2. Change management roles
Change management roles are the individuals that will be tasked with championing the project from start to finish. Select people for change management roles who are outwardly supportive of the project goals, are eloquent communicators, and always look forward to sharing positive developments with staff. Define roles for team leaders, stakeholders, and team members. This means you should explain who is going to be doing what in your change management plan, who has the authority to submit a change request, who reviews, and who authorizes them.
3. Change management process flow
A change management process is needed in order to effectively submit, evaluate, authorize, manage and control the change requests. It will be difficult to manage the change plan without the change management process. A communication plan is an important part of a change management process.
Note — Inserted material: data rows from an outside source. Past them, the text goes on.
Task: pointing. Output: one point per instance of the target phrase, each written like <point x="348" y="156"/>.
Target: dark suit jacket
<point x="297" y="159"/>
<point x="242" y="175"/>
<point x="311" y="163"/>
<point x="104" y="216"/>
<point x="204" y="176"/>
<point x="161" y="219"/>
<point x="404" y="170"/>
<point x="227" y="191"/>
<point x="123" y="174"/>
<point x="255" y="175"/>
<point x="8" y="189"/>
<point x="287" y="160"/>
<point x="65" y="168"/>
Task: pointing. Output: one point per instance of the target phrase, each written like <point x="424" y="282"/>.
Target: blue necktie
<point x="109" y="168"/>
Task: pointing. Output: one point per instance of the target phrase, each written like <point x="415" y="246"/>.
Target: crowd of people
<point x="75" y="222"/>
A communication plan should have a singular goal—to ensure your goals are transparent and team leaders are open in their discussions about the change. Schedule regular face to face interactions and email communications to keep stakeholders up to date on progress. Enable consistent, thorough, and regular communications.
Communications should clearly define the reasons for change, explain the change, show the benefits for change, and include contact information for the person tasked with the change.
It’s also beneficial to train team members to adjust to the proposed changes. Provide training to team leaders and team members to learn new processes and technology. Training may require external output in customizing training materials based on job roles and designing refresher training at key intervals.
The change management process should also define key management indicators to use to measure the ongoing effectiveness of the change management process. These indicators should be very tactical. For example, an indicator showing all employees and team members verbally agree the change is worth the expense.
4. Change request form
In order to make sure requests for change are feasible and advisable, a change request form acts as a means to capture the data for change and showcases how it will impact a project for change. You can’t have a process if you first don’t create a change request form to capture the data. A change request form (one of change management tools) controls the process of dealing with change. It helps make sure that change is thoroughly and smoothly implemented.
There are two types of change requests: inside the scope and outside the scope. An inside the scope change involves small corrections to an existing requirement. An outside scope change takes time to implement and can have a big impact on various aspects of the project.
A change request form helps you know what kind of change you’re dealing with, how it will impact the project and whether it will be done or not.
A change request needs to be shared with the entire team. The team responds to the three core questions at the heart of any change request—what is the change? How important is it? What is the benefit? A change plan without a change request form is chaos; every time a member wants to change something he or she texts you or pulls you aside or even doesn’t include you in his or her thoughts.
5. Activity log
An activity log keeps track of all the changes, including change management activities for leaders. Without a central location where changes can be identified, requests approved or documented, there is no way to know if progress has been made.
6. Key performance indicators
It’s also crucial to have some core key performance indicators that will mark progress toward change objectives. Change management examples to be used as key performance indicators: Improved recruitment numbers and reduced staff turnover, and metrics around release health. For a performance indicator like release health; you need additional capabilities to properly measure. So, establish not only what you want to measure for progress, but also a specific plan for exactly how to measure it.